Looking for some advice here as I'm feeling a bit lost.
My partner and I have been together 2 years, I have 2 teenagers, he has 3 and a half year old twins. We have started talking about moving in together, and are pretty much doing so between 2 houses. My kids are happy with the idea, but I'm worried about his kids behaviour. We've just come home from a 2 week holiday and it was pretty horrendous. His kids mum doesn't discipline them, she'll tell them no in one breath and give them what they want in the other. They're quite young for their age, and don't seem to understand when we say things like no ice cream now, have some dinner then ice cream. They'll just throw a tantrum and continue asking even though we don't give in, and never have to their tantrums. Their mum hasn't potty trained them yet, we've been trying while he had them but stopped as she was putting them right back in nappies and we felt it was more confusing for them. We did try the first week of our holiday as he normally only has them for weekends and we thought the long stretch would be a good time to do it, but it was making everyone miserable and we gave in and put them into pull up pants and just kept trying as best we could. Their mum still has them in high chairs, and one of the kids sleeps in her bed most nights. They are lovely kids, great personalities and I love having them in my life, but their behaviour can be appaling, constantly screaming at the top of their lungs, breaking things or turning on taps, emptying the fridge and freezer, generally just running amock any time they were left alone. And when I say left alone I mean for a few minutes to use the loo, get them a drink etc. We generally had one of us cooking or doing a washing and the other watching them if it came to anything longer than a loo break.
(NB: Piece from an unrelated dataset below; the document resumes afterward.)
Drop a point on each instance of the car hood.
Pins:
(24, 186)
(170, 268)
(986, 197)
Now one of my kids has ADHD and I work with kids with special needs so I'm no stranger to challenging behaviour and have tons of patience, but these kids are just constant, all day every day. And it seems to me it comes down to their home environment. My partner has tried to talk to his ex, but he just gets a guilt trip because he's not their and she's doing it all on her own (she left him then changed her mind but he didn't want back with her). He works away 3 weeks at a time, and he works hard and has the kids as much as he can so it's not like he doesn't take responsibility. But basically anything he says with regards to behaviour and potty training is him criticising her and he's not there etc.
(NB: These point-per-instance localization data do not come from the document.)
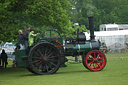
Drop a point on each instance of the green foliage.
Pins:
(104, 11)
(115, 73)
(38, 14)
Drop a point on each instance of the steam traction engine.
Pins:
(50, 49)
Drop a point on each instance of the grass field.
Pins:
(115, 73)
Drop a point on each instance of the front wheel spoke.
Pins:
(46, 67)
(91, 56)
(40, 53)
(53, 60)
(98, 55)
(90, 63)
(98, 65)
(100, 62)
(50, 54)
(52, 57)
(38, 63)
(40, 67)
(90, 59)
(92, 66)
(35, 61)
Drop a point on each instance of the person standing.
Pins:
(4, 59)
(26, 34)
(21, 40)
(0, 61)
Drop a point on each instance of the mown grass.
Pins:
(115, 73)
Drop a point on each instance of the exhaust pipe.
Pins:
(91, 27)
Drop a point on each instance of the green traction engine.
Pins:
(49, 51)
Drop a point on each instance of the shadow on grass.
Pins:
(23, 72)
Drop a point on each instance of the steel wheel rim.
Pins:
(44, 59)
(95, 60)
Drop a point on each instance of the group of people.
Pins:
(3, 59)
(26, 39)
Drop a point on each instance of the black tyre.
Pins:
(44, 58)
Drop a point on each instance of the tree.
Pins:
(38, 14)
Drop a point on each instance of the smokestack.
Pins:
(91, 27)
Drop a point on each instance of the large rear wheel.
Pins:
(44, 58)
(94, 60)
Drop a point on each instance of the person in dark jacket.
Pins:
(4, 59)
(21, 40)
(0, 61)
(26, 34)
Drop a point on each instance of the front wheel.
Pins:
(94, 60)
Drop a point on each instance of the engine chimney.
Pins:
(91, 27)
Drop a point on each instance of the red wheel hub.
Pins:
(95, 60)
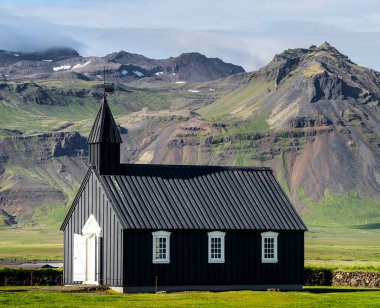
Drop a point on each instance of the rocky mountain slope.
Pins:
(67, 64)
(310, 114)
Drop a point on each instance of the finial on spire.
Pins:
(107, 87)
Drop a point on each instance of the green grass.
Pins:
(310, 297)
(240, 103)
(29, 244)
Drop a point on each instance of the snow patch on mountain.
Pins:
(61, 68)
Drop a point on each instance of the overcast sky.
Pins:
(245, 32)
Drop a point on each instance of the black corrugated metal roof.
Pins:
(104, 128)
(200, 197)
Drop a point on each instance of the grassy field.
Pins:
(310, 297)
(31, 244)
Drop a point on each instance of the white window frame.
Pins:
(220, 235)
(269, 235)
(157, 235)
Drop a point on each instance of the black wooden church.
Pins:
(171, 227)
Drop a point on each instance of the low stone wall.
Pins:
(342, 278)
(30, 277)
(54, 277)
(356, 279)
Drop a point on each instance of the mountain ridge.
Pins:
(67, 64)
(312, 115)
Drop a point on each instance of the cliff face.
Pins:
(67, 64)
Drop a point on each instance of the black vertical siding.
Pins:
(189, 260)
(93, 201)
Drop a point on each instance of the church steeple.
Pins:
(104, 142)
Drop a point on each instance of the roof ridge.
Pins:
(252, 168)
I felt I was constantly saying no or putting them on the naughty spot, moving them away from things they shouldn't be doing while away. My partner can be pretty soft on them, but does discipline them. I ended up speaking to him to explain i felt I was getting no support from him and he had to step up and deal with their behaviour. He said he had agreed with the times I'd given them into trouble and did step up a bit after that, but how do we/he work on their behaviour when they don't get any discipline at home?